DA Drugs in ADHD and Sleep Disorders

• Drugs that increase DA neurotransmission help with symptoms or disorders even without much data showing a direct DA role in underlying pathophysiology.
• Attention deficit hyperactivity disorder is marked by inattentiveness, impulsivity, and hyperactivity.
• Amphetamines enter DA terminals via DAT transport.
• Intracellular amphetamines cause a release of vesicular DA into the DA terminal, and inhibit MAO.
• Reverse transport by DAT also increases extracellular DA.
• Methylphenidate increases synaptic DA by blocking DAT-mediated DA reuptake.
• DA-potentiating drugs increase alertness, decrease fatigue, and suppress appetite.
• Modafinil, a newer stimulant, works through a DA-augmenting mechanism.
• DA-augmenting drugs account for a significant portion of CNS drug prescriptions.
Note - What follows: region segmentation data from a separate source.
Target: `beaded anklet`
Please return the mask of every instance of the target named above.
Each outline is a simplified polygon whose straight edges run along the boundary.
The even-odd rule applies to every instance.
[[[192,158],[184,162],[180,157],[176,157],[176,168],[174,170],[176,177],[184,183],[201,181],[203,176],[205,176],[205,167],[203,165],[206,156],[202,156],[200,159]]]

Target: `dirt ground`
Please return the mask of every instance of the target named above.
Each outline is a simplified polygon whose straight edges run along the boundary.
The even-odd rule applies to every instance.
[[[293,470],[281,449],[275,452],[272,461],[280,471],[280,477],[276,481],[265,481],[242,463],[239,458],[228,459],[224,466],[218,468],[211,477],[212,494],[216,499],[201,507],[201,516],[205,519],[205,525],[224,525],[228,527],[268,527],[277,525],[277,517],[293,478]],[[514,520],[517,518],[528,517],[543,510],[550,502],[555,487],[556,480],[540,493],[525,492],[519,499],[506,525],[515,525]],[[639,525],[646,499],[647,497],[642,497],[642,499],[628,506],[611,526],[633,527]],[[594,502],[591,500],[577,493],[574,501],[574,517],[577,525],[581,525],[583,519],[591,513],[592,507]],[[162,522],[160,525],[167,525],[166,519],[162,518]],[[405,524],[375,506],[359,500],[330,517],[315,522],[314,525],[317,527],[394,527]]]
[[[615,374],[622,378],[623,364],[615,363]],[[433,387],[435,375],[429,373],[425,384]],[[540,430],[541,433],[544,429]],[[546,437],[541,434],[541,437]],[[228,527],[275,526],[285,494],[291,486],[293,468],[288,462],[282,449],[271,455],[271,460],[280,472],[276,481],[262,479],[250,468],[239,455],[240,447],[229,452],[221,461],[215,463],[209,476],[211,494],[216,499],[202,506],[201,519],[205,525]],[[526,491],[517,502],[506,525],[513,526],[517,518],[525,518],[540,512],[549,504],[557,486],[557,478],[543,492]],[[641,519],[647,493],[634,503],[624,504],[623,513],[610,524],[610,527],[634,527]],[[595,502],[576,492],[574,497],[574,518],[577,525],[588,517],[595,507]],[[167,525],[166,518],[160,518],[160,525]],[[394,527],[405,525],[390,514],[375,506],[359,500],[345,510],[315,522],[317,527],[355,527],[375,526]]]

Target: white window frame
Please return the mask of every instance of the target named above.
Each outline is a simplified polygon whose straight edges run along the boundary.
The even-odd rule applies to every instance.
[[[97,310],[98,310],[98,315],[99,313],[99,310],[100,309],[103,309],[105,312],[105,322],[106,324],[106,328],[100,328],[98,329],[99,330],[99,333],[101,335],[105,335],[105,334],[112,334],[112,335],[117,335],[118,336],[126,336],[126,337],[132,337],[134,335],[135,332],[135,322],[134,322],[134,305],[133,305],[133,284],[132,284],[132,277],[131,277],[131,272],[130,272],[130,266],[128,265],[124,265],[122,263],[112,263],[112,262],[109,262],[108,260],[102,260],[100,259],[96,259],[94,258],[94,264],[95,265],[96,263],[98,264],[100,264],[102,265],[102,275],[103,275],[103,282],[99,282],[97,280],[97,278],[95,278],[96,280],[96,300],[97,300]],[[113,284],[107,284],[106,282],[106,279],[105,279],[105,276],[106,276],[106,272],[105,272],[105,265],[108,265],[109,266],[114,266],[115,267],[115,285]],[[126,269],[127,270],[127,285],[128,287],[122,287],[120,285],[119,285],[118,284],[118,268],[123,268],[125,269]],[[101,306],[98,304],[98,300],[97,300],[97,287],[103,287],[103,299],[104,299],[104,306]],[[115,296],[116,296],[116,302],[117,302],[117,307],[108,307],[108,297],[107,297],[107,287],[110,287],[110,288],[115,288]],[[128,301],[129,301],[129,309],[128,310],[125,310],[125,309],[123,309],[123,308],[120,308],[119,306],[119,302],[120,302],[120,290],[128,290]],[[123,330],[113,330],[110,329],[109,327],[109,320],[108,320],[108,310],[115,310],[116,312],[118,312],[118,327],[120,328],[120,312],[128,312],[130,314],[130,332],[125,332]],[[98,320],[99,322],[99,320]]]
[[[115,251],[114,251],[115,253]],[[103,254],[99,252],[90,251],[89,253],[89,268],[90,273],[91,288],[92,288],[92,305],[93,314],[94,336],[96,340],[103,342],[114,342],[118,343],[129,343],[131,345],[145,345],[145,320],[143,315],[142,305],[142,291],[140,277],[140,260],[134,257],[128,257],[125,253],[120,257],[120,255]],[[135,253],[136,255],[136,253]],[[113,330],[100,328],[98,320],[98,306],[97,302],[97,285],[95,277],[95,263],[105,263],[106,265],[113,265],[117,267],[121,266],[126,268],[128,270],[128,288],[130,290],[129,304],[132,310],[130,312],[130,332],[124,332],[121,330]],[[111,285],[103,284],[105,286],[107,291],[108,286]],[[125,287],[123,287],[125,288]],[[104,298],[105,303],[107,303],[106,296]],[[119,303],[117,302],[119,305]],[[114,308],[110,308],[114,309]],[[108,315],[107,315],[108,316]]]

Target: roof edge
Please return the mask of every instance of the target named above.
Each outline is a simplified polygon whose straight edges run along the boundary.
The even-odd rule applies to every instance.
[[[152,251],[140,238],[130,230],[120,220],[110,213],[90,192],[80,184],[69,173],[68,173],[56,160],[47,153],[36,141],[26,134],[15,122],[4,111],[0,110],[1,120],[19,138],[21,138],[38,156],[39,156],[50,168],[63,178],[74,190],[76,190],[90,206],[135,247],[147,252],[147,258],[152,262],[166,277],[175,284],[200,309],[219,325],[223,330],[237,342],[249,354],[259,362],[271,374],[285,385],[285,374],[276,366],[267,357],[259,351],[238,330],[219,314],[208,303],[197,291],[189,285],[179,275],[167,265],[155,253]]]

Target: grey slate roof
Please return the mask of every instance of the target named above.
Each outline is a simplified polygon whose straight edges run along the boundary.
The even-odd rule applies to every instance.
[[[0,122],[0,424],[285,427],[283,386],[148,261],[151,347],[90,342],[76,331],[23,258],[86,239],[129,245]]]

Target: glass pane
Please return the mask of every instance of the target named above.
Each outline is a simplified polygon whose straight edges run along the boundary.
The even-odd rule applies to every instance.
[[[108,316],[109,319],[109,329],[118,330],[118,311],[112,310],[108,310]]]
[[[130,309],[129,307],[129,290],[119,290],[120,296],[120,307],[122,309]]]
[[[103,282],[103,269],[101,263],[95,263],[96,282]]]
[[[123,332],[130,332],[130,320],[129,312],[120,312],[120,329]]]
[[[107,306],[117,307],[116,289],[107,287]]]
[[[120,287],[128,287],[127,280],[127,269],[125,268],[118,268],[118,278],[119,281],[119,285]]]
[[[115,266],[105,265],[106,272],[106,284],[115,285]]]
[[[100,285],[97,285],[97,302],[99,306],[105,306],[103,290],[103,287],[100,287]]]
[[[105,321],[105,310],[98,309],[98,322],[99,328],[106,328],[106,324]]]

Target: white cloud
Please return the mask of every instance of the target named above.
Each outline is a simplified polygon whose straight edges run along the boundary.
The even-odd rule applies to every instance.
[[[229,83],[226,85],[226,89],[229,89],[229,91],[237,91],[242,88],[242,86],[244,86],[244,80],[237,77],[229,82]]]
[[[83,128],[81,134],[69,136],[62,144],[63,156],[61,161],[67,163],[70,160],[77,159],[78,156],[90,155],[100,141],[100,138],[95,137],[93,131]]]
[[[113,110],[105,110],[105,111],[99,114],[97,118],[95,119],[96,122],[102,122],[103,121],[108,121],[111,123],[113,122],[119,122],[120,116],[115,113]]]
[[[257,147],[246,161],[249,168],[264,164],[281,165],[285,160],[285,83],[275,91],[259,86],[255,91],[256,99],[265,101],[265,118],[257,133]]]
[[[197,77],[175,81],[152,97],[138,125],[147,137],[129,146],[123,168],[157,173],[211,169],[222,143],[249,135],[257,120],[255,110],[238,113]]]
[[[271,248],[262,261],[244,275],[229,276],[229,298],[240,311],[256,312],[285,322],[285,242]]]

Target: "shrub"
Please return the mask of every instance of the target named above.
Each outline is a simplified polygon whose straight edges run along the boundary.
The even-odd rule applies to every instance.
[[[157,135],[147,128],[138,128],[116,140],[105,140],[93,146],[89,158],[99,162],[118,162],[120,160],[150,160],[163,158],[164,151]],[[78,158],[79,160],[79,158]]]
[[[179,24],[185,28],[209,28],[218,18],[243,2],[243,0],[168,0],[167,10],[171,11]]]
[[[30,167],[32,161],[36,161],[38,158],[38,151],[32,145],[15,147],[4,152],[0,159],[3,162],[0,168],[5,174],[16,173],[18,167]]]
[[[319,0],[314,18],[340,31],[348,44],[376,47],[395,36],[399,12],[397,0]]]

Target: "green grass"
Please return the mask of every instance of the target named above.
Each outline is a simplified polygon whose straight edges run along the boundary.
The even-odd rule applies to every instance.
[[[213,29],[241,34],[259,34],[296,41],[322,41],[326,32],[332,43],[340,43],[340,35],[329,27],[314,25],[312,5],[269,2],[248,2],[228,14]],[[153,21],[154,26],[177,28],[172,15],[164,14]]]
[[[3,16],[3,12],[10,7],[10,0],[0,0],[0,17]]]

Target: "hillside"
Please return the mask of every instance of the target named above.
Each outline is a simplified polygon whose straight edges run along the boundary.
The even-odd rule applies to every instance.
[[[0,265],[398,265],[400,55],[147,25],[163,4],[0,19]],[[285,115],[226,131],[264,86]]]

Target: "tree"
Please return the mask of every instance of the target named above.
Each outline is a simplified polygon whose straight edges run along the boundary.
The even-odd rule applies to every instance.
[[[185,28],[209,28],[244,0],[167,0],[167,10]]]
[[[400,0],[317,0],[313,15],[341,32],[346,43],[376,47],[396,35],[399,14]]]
Dopamine in Reward and Substance Use Disorder

• Drugs of abuse are rewarding and reinforcing, leading to repeated behavior.
• Animals and humans self-administer drugs over natural reinforcers.
• Repeated drug use causes substance use disorder despite diminished rewarding properties.
• Drugs of abuse augment DA release, particularly in the nucleus accumbens and caudate putamen.
• Cocaine blocks DAT similarly to methylphenidate.
• Amphetamines accumulate in DA nerve terminals, displace vesicular DA, and cause DA release via DAT reversal.
• Other drugs like nicotine, ethanol, marijuana, and heroin increase DA neuron discharge.
• Rewarding properties relate to the rate of rise and decline within the CNS
• DA neurons respond to acute exposure, anticipation of reward, and differences between anticipated and received reward.
• DA cells respond to cues associated with past drug exposure.
• Drug addiction is a form of learning and memory, with molecular changes underlying relapse.